9mm Handgun for Teacher (Credit: iStock / Getty Images Plus)

The Fifth Circuit Court of Appeals hears oral arguments on Texas' campus carry gun law being challenged by three University of Texas-Austin professors who want the policy overturned.

A federal judge dismissed the suit last year, but the professors argue they should have the freedom to control their classroom, and campus carry denies that right.

“The policy forces professors to sit there and say any student that wants to can have a gun in my classroom and it can be loaded, and I can't know who they are and can't tell them don't do it,” attorney Renea Hicks told the three-judge panel.

The professors also believe having licensed handgun owners in the classroom infringes on free speech because students may be too intimidated to engage in some discussions.

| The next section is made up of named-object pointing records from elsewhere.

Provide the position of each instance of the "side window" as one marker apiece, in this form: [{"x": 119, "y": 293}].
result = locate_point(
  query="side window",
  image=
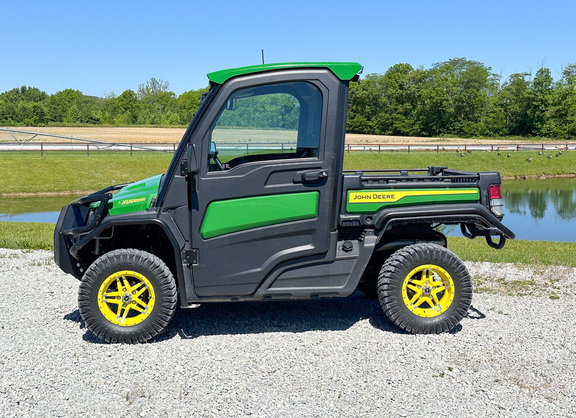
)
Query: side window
[{"x": 277, "y": 121}]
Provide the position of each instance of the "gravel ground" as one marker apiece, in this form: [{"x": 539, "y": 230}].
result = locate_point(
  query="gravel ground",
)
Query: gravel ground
[{"x": 512, "y": 355}]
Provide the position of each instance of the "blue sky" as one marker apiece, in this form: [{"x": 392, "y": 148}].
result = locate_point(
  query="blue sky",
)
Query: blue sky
[{"x": 111, "y": 46}]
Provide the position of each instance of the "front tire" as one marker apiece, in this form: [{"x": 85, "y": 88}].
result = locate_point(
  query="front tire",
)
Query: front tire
[
  {"x": 127, "y": 296},
  {"x": 424, "y": 289}
]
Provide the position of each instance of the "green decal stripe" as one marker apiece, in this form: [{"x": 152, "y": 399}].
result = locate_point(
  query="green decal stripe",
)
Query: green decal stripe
[
  {"x": 371, "y": 201},
  {"x": 226, "y": 216}
]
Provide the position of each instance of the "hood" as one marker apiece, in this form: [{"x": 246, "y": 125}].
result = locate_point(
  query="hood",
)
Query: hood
[{"x": 135, "y": 196}]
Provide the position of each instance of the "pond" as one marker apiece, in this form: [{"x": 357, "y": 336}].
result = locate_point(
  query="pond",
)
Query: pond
[
  {"x": 33, "y": 209},
  {"x": 541, "y": 210}
]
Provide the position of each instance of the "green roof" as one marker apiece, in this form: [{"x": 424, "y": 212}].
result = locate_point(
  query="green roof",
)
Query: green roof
[{"x": 342, "y": 70}]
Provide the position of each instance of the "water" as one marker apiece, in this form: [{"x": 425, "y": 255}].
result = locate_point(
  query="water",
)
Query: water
[
  {"x": 541, "y": 210},
  {"x": 33, "y": 209}
]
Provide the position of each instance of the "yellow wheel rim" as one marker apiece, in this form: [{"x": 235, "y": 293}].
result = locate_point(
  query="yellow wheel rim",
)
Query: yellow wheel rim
[
  {"x": 126, "y": 298},
  {"x": 428, "y": 291}
]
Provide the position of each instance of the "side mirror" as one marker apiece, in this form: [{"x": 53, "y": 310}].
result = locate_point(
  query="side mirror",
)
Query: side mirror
[
  {"x": 193, "y": 166},
  {"x": 213, "y": 153},
  {"x": 231, "y": 104}
]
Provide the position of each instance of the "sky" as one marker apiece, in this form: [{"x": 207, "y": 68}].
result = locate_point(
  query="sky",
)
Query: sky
[{"x": 107, "y": 47}]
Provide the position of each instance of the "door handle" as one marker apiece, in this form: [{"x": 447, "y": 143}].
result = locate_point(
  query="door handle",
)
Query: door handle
[{"x": 314, "y": 176}]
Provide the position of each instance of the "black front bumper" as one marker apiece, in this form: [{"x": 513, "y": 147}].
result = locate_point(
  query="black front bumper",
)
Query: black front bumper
[{"x": 74, "y": 222}]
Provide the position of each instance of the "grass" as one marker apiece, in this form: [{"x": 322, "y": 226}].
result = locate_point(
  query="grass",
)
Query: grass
[
  {"x": 516, "y": 251},
  {"x": 32, "y": 235},
  {"x": 28, "y": 172},
  {"x": 514, "y": 166},
  {"x": 60, "y": 171}
]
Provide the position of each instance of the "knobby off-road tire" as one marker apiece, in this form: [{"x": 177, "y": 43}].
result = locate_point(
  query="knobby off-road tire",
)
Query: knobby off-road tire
[
  {"x": 127, "y": 296},
  {"x": 424, "y": 289}
]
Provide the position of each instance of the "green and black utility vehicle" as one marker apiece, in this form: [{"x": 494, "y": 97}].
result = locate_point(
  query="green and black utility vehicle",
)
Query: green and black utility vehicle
[{"x": 255, "y": 206}]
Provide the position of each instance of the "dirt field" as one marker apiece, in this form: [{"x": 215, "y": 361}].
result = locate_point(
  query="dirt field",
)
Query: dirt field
[{"x": 139, "y": 135}]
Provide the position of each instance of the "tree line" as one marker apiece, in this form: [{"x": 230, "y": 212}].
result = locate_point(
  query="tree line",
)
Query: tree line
[
  {"x": 458, "y": 97},
  {"x": 152, "y": 104},
  {"x": 464, "y": 98}
]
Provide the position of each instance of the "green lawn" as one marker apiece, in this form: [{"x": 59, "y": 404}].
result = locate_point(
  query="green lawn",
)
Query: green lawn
[
  {"x": 40, "y": 236},
  {"x": 28, "y": 172},
  {"x": 72, "y": 171}
]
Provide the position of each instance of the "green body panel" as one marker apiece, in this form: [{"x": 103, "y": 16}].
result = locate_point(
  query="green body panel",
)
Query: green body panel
[
  {"x": 342, "y": 70},
  {"x": 134, "y": 197},
  {"x": 226, "y": 216},
  {"x": 373, "y": 200}
]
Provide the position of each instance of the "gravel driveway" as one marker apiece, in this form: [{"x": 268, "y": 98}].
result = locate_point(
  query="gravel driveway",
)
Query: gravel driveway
[{"x": 512, "y": 356}]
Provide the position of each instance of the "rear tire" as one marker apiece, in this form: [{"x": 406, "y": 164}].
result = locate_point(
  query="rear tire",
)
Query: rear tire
[
  {"x": 127, "y": 296},
  {"x": 424, "y": 289}
]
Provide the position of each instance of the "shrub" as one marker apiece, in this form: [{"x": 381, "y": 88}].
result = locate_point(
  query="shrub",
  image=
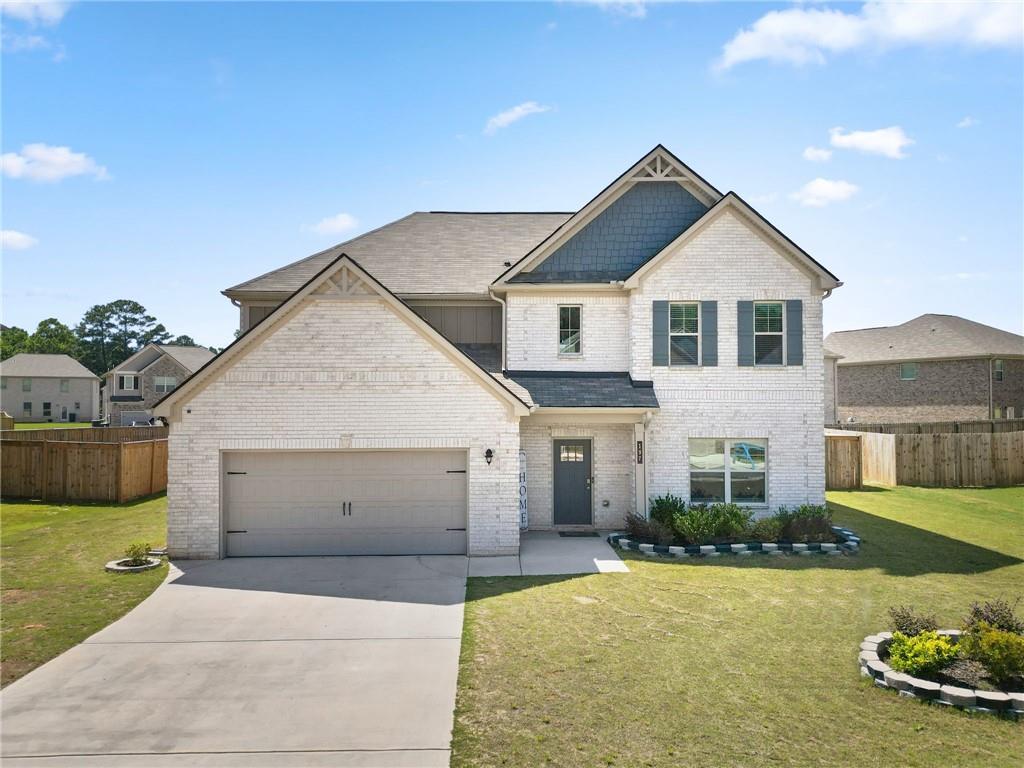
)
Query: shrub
[
  {"x": 649, "y": 531},
  {"x": 136, "y": 554},
  {"x": 997, "y": 613},
  {"x": 925, "y": 653},
  {"x": 1000, "y": 652},
  {"x": 906, "y": 622},
  {"x": 665, "y": 508}
]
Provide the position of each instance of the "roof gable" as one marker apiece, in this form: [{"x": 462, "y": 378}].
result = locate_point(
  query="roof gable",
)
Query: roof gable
[{"x": 342, "y": 280}]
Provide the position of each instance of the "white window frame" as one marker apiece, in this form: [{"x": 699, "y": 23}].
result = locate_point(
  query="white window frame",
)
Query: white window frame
[
  {"x": 695, "y": 334},
  {"x": 780, "y": 364},
  {"x": 726, "y": 471},
  {"x": 579, "y": 308}
]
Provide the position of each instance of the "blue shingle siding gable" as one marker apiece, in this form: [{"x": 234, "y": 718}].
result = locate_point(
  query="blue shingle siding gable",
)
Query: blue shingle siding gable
[{"x": 627, "y": 233}]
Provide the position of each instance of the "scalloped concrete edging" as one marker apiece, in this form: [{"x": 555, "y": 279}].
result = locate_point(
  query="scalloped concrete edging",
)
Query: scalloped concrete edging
[
  {"x": 115, "y": 566},
  {"x": 849, "y": 545},
  {"x": 991, "y": 702}
]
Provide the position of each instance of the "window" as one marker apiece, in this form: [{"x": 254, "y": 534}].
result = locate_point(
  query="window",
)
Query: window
[
  {"x": 164, "y": 383},
  {"x": 768, "y": 333},
  {"x": 568, "y": 330},
  {"x": 683, "y": 334},
  {"x": 728, "y": 470}
]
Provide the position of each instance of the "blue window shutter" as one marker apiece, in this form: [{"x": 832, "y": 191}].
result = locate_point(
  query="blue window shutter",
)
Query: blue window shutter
[
  {"x": 744, "y": 332},
  {"x": 659, "y": 333},
  {"x": 709, "y": 333},
  {"x": 795, "y": 332}
]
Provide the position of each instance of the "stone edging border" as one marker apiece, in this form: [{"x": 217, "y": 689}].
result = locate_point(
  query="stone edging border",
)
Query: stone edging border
[
  {"x": 850, "y": 545},
  {"x": 993, "y": 702},
  {"x": 115, "y": 566}
]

“They aren't asking for government protection, they're asking for self-protection. They're saying we should have the option,” said Hicks. “It's the opposite of the government protecting them, it's the government not allowing them to protect themselves. They're professors and they're saying we want to exclude guns from our classroom.”

Jason LaFond argued on behalf of the Texas Solicitor General's Office, saying that the subjective fear of a student bringing a gun to the classroom doesn't give them standing to challenge the law.

“All they've alleged is lots of people have this fear, but lots of people fear flying. That doesn't mean that it's reasonable that any plane is going to crash,” said LaFond.

There was no indication when the appellate judges would rule.